Dr Fakih on Addressing the Growing Unmet Need in Second-Line Metastatic Anal Cancer

"We still have to address the patients who are refractory to carboplatin and paclitaxel. Those are the [patients with the] highest unmet need, in my opinion, because you can't recycle the chemotherapy."

Marwan G. Fakih, MD, a professor in the Department of Medical Oncology & Therapeutics Research; associate director of Clinical Sciences; medical director of the Briskin Center for Clinical Research; division chief of GI Medical Oncology; and co-director of the Gastrointestinal Cancer Program at City of Hope, discussed the evolving role of immunotherapy for advanced squamous cell carcinoma of the anal canal (SCAC).

In May 2025, the FDA approved retifanlimab-dlwr (Zynyz) in combination with carboplatin and paclitaxel for the first-line treatment of adult patients with inoperable locally recurrent or metastatic SCAC; and as monotherapy for the treatment of adult patients with locally recurrent or metastatic SCAC with disease progression on or intolerance to platinum-based chemotherapy. This approval was supported by data from the pivotal phase 3 POD1UM-303/InterAACT2 trial (NCT04472429).

Although this regulatory decision marked a significant advancement in SCAC by enabling the integration of PD-1 blockade into the frontline treatment arsenal, it has simultaneously exposed a critical lack of effective second-line strategies for patients with platinum-refractory disease, Fakih stated. He noted that patients who progress on frontline immunochemotherapy face a major dilemma: if a patient progresses on retifanlimab, there is no conclusive evidence showing that switching to other PD-1–targeted agents such as nivolumab (Opdivo) or pembrolizumab (Keytruda) is effective, he stated.

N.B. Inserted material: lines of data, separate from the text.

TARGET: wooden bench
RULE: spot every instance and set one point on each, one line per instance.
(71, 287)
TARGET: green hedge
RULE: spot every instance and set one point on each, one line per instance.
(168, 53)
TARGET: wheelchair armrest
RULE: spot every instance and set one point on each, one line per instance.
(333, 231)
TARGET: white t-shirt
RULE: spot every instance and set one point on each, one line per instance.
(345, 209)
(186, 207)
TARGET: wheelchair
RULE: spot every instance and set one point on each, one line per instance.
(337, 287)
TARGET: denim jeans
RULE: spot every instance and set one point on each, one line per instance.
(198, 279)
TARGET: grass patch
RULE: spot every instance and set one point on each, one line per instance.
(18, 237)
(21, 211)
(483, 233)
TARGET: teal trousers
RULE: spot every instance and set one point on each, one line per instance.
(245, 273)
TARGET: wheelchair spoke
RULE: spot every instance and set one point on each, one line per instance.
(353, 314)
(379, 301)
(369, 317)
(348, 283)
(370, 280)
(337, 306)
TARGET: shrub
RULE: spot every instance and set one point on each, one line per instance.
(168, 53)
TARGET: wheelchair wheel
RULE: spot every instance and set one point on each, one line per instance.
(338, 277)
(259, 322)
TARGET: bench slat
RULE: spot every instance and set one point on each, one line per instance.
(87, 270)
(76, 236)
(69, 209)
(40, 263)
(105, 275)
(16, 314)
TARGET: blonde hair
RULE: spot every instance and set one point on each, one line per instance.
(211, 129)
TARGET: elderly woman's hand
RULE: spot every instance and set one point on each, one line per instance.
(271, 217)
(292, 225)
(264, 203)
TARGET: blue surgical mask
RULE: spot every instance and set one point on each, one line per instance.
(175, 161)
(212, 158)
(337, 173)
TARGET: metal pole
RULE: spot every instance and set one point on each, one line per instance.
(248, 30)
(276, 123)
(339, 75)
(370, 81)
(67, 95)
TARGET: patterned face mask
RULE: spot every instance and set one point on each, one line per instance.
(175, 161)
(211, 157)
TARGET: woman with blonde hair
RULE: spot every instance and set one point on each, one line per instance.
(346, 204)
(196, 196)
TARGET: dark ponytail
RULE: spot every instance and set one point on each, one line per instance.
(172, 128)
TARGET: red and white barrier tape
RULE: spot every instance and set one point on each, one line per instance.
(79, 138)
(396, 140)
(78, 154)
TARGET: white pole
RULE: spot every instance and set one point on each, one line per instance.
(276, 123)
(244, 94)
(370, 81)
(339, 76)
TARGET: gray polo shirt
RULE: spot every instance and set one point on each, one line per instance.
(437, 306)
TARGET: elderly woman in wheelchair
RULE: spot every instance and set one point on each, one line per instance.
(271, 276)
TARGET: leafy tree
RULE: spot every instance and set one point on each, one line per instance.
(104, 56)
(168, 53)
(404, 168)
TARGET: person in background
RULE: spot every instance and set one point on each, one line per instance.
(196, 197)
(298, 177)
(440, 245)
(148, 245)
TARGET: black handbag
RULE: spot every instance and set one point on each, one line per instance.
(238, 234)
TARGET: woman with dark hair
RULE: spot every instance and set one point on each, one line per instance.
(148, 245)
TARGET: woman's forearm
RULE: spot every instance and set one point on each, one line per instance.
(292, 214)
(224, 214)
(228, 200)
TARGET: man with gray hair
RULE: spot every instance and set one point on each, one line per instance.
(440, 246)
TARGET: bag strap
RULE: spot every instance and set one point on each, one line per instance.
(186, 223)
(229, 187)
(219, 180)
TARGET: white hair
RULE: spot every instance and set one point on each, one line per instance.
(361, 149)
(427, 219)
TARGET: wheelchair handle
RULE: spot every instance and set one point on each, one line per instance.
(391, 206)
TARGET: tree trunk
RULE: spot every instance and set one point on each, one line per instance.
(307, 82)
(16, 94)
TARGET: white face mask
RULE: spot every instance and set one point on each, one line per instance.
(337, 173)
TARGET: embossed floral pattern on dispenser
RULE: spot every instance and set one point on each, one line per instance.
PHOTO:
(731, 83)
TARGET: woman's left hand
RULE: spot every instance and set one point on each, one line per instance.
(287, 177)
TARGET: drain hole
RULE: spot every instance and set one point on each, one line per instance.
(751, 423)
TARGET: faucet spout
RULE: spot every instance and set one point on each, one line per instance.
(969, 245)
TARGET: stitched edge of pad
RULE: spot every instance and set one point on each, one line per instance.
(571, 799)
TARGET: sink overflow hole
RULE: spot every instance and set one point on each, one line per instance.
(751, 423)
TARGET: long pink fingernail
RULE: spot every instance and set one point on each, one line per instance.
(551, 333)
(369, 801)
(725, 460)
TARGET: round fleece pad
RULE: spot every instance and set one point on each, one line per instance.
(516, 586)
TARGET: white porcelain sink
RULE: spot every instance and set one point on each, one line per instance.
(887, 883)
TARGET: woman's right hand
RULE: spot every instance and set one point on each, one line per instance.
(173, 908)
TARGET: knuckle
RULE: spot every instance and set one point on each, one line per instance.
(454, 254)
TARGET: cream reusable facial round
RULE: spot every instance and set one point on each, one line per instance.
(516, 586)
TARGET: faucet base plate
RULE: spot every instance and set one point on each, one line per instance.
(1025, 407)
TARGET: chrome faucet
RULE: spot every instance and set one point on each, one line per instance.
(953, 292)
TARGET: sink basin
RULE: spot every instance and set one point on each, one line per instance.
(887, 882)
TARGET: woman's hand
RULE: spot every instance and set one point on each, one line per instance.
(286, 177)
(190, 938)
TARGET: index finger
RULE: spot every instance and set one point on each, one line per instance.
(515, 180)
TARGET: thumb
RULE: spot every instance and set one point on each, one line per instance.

Fakih noted that the most significant unmet need exists for patients who are refractory to the carboplatin and paclitaxel backbone, specifically those who progress within the first 6 months of therapy. For these individuals, standard chemotherapy regimens—such as 5-fluorouracil plus cisplatin, FOLFOX (fluorouracil, leucovorin, and oxaliplatin), or DCF (docetaxel, cisplatin, and fluorouracil)—cannot be recycled effectively, he explained.

As the frontline chemoimmunotherapy combination becomes further integrated into standard practice, it is imperative to conduct robust clinical trials in the second-line setting, Fakih emphasized. Future research must look beyond PD-1 inhibitors and more appropriately study novel agents and cytotoxic agents to address the high-risk, platinum-refractory population, he concluded.